— Je vous dis que non, la mère, reprit le marchand.
Cosette était sortie de dessous la table.
— Oh ! si ! monsieur ! dit-elle, le cheval a bu, il a bu dans le seau, plein le seau, et même que c’est moi qui lui ai porté à boire, et je lui ai parlé.
Cela n’était pas vrai. Cosette mentait.
— En voilà une qui est grosse comme le poing et qui ment gros comme la maison, s’écria le marchand. Je te dis qu’il n’a pas bu, petite drôlesse ! Il a une manière de souffler quand il n’a pas bu que je connais bien.
Cosette persista, et ajouta d’une voix enrouée par l’angoisse et qu’on entendait à peine :
— Et même qu’il a bien bu !
— Allons, reprit le marchand avec colère, ce n’est pas tout ça, qu’on donne à boire à mon cheval et que cela finisse !
Cosette rentra sous la table.
— Au fait, c’est juste, dit la Thénardier, si cette bête n’a pas bu, il faut qu’elle boive.

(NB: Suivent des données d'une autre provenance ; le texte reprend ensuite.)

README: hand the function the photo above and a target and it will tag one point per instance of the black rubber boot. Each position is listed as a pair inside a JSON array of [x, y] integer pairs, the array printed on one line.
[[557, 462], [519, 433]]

Puis, regardant autour d’elle :
— Eh bien, où est donc cette autre ?
Elle se pencha et découvrit Cosette blottie à l’autre bout de la table, presque sous les pieds des buveurs,
— Vas-tu venir ? cria la Thénardier.
Cosette sortit de l’espèce de trou où elle s’était cachée. La Thénardier reprit :
— Mademoiselle Chien-faute-de-nom, va porter à boire à ce cheval.
— Mais, madame, dit Cosette faiblement, c’est qu’il n’y a pas d’eau.
La Thénardier ouvrit toute grande la porte de la rue.
— Eh bien, va en chercher !
Cosette baissa la tête, et alla prendre un seau vide qui était au coin de la cheminée.
Ce seau était plus grand qu’elle, et l’enfant aurait pu s’asseoir dedans et y tenir à l’aise.
La Thénardier se remit à son fourneau, et goûta avec une cuillère de bois ce qui était dans la casserole, tout en grommelant :
— Il y en a à la source. Ce n’est pas plus malin que ça. Je crois que j’aurais mieux fait de passer mes oignons.
Puis elle fouilla dans un tiroir où il y avait des sous, du poivre et des échalotes.
— Tiens, mamzelle Crapaud, ajouta-t-elle, en revenant tu prendras un gros pain chez le boulanger. Voilà une pièce-quinze-sous.